Using a Single Pay-As-You-Go Model

WithSecure says they are out to “flip the script” on the industry’s usage-based security fee structure. The company has quietly been testing its model in North America and assures to have found an increase of 400% in partner opportunities. The service also reduced customer churn rate by 15%.

WithSecure says it has learned that customers using these new security models can save money, which they can relocate within their organization, such as staff training.

Neville explains that companies can save a lot by consolidating to one solution for vulnerability management, endpoint protection, detection and response, and cloud protection. “You save by not having to negotiate with multiple vendors and connect those solutions, and you don’t have to worry about application overlap,” Neville added.

One big concern with pay-as-you-go is knowing which solutions are needed, especially when the cybersecurity landscape has become so active with new attacks and new ransomware strains.

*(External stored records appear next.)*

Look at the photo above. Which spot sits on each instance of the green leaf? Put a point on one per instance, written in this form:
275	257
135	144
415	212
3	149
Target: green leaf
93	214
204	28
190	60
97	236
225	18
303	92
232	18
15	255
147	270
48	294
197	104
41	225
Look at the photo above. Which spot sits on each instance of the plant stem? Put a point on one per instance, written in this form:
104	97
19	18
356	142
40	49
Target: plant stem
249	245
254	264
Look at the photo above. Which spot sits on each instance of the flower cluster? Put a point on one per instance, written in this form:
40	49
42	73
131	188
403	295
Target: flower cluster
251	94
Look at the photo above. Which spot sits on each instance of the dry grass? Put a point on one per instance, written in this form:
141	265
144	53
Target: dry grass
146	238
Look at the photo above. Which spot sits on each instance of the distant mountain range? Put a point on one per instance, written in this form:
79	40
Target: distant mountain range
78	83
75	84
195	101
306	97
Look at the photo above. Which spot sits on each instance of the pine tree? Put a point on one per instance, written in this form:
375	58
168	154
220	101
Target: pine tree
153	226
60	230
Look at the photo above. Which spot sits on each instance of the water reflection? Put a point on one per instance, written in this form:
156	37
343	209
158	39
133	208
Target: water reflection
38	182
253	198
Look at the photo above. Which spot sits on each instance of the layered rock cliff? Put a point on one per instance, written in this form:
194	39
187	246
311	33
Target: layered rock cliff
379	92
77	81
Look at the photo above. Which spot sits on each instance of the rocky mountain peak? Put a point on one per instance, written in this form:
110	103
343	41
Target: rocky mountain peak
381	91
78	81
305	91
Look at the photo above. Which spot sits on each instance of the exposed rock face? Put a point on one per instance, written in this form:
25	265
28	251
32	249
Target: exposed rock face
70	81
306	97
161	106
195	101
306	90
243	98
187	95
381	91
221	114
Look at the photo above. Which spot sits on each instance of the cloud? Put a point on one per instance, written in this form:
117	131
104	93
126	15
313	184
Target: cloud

Neville says it is important to understand that at some point, there will be a type of malware traditional antivirus does not detect. In those cases, WithSecure recommends using  AI-based behavioral analysis to detect if a machine is doing something it probably shouldn’t be doing and take action to reduce risk.

“Endpoint detection and response is one good way to stay ahead, but not a silver bullet. Having an incident response plan supported by experts is also very important as well as cyber insurance,” Neville said.

Bottom Line: Pay-As-You-Go Security Software

Whether pay-as-you-go cybersecurity is a new trend that will become the norm in the near future remains to be seen. One thing is sure: Companies with increasing security budgets that see no drop in attacks and security teams struggling to have clear visibility of their systems and decrease errors and misconfigurations must find a way out of overlapping and outdated security.